For Nicole Holt, the mother of a young child, she told News Channel 3 that she is very careful when her child is with her. “We have a little travel fan that we put on her car seat and get dressed appropriately,” Holt said.

Holt said she is taking extra steps to ensure her child is not left in the car unattended. “I usually don’t like leaving all the doors closed at once, just because I have so much anxiety about it. So I usually keep at least something open at all times.”

Some tips to keep in mind (From Children’s Hospital Los Angeles):

1. See before you lock!

When you leave your car, always open the tailgate and check the back seat before you lock your doors and drive away. Do this every time – even if you are 100% sure that your child is not with you. Make it a habit to check.

Tell anyone who will be driving your child to also look before they lock up. “It’s really important,” Arbogast says. “Just take a few seconds and do that check again.”

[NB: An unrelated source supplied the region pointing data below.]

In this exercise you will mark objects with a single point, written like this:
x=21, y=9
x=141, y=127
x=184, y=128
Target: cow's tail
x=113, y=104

2. Put your wallet or phone in the back seat.

This habit forces you to check the back seat before leaving. Simply place an item there that you must take with you, such as a handbag, briefcase, phone, or employee badge.

3. Talk to your child’s care provider.

Tell the provider to call you right away if your child isn’t delivered on time.

A sleep-deprived parent who doesn’t typically drop off a child in daycare might drive a child to work on autopilot, completely forgetting that the child was with them that day. This has happened to parents in real life – and the results have been devastating. A quick call from a child care provider can be lifesaving.

4. Lock your car at home.

Always keep your car locked, whether it’s in the driveway, on the street, or in the garage. Ask visitors, relatives, neighbors, and childcare providers to do the same.

In addition, keep car keys and remote controls out of children’s reach.

“This is a huge concern right now because more parents are working from home during COVID-19,” Arbogast explains. “You want to make sure the child can’t get into the car while she’s not looking.”

According to, many of these tragedies occur when a schedule or routine changes. Busy times and periods of crisis also increase the risk of an accident. Be very vigilant during these times.

6. Don’t assume you’ll be right back.

It can be tempting to run inside a store for “just a few minutes” to pick up something, while leaving your little one alone in the car. Never do this. (It is illegal in California to leave a child under 6 years old alone in a car.)

“Kids can overheat very quickly,” Arbogast says. “And you can plan to go for a thing or two and then be late. Never leave a baby or infant alone in the car, even for a minute, no matter what the temperature is that day.”

According to advocacy group, an average of 39 children die each year of heat stroke in cars in the United States in 2019, 53 children died.

So it is important to always check two or three times before closing the doors!